Asian Pac J Cancer Prev. 2024 May 1;25(5):1707-1713. doi: 10.31557/APJCP.2024.25.5.1707.
Radiation-induced lung disease is a potentially fatal, dose-limiting toxicity commonly seen after radiotherapy of thoracic malignancies, including breast cancer.
To evaluate and compare the early lung toxicity induced by 3D-CRT and IMRT radiotherapy treatment modalities in breast cancer female patients using biochemical, dosimetry and clinical data.
this study included 15 normal healthy controls, 15 breast cancer patients treated with IMRT, and 15 breast cancer patients treated with 3D-CRT. One blood sample was obtained from the control group and 3 blood samples were withdrawn from cases before RT, after RT and after 3 months of RT.
IMRT delivered higher radiation dose to the breast tumor and lower doses to the lung as an organ at risk.
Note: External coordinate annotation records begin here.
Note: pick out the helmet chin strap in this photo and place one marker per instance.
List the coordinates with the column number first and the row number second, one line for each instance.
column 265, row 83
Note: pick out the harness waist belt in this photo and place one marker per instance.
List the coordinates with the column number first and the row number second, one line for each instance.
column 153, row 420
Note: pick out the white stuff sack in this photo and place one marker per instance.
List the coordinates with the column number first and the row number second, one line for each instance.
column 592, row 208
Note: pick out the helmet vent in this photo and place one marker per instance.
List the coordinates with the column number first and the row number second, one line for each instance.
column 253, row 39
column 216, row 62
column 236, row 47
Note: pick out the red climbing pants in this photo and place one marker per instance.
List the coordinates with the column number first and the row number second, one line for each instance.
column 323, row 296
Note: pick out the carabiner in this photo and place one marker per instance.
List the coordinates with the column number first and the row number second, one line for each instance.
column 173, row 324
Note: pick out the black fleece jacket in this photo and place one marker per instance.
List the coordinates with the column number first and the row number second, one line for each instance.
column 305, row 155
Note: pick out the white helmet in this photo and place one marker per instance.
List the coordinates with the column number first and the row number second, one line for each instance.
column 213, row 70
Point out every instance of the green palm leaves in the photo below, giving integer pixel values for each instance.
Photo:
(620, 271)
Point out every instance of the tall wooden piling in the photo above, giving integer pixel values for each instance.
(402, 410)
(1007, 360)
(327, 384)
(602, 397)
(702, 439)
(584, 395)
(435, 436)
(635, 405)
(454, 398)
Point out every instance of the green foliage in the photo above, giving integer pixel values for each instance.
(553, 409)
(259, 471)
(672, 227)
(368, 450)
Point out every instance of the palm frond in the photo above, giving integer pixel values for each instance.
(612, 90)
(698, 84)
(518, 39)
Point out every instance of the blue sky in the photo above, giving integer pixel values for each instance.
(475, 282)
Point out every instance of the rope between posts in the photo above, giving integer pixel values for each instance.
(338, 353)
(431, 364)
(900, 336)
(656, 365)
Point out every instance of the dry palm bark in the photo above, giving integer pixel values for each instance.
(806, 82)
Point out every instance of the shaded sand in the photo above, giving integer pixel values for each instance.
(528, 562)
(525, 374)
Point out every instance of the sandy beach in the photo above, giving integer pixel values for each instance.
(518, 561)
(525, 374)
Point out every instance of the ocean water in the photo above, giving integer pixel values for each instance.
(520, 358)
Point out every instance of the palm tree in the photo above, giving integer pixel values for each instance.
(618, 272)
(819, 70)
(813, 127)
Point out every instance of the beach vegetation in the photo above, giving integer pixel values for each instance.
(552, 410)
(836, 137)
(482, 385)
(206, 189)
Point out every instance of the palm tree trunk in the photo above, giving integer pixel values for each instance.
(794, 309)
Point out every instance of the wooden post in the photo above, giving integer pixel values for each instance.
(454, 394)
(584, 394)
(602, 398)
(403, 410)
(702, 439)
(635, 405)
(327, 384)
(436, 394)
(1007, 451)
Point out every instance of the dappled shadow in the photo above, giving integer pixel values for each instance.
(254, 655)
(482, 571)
There was a non-significant increase in the serum levels of IL-6 before IMRT and 3D-CRT compared with its levels in the control group. There were significant increases in serum levels of IL-6 after RT (IMRT and 3DCRT) compared with its levels before RT. There was a non-significant decrease in the serum levels of IL-6 after 3 months of RT (IMRT and 3D-CRT) compared with its serum levels immediately after RT. There was a non-significant increase in the serum levels of SP-D before RT (IMRT and 3D-CRT) compared with its levels in the control group. There were significant-increases in serum levels of SP-D after RT (IMRT and 3D-CRT) compared with its levels before RT. There was a non-significant decrease in the serum levels of SP-D after 3 months of radiotherapy (IMRT and 3D-CRT) compared with its serum levels immediately after RT.
serum of levels IL-6 and SP-D can be used to diagnose the occurrence of early lung toxicity due to radiotherapy and the rate of recovery from radiation pneumonitis is apparent in case of IMRT than 3D-CRT.
放射性肺损伤是胸部恶性肿瘤放疗后常见的一种潜在致命性、剂量限制毒性,包括乳腺癌。
使用生化、剂量学和临床数据评估和比较 3D-CRT 和 IMRT 放疗治疗模式在乳腺癌女性患者中诱导的早期肺毒性。
本研究包括 15 名正常健康对照者、15 名接受 IMRT 治疗的乳腺癌患者和 15 名接受 3D-CRT 治疗的乳腺癌患者。从对照组中获得一份血样,从病例中提取 3 份血样,分别在 RT 前、RT 后和 RT 后 3 个月。
IMRT 对乳腺癌肿瘤给予更高的辐射剂量,对作为危险器官的肺给予较低的剂量。与对照组相比,在 IMRT 和 3D-CRT 之前,血清中 IL-6 的水平有非显著性升高。与 RT 前相比,RT(IMRT 和 3DCRT)后血清中 IL-6 的水平显著升高。与 RT 后立即相比,RT(IMRT 和 3D-CRT)后 3 个月血清中 IL-6 的水平略有下降。与对照组相比,在 RT 前(IMRT 和 3D-CRT)血清中 SP-D 的水平有非显著性升高。与 RT 前相比,RT(IMRT 和 3D-CRT)后血清中 SP-D 的水平显著升高。与 RT 后立即相比,RT(IMRT 和 3D-CRT)后 3 个月血清中 SP-D 的水平略有下降。
血清中 IL-6 和 SP-D 的水平可用于诊断放疗引起的早期肺毒性的发生,与 3D-CRT 相比,IMRT 从放射性肺炎中恢复的速度更快。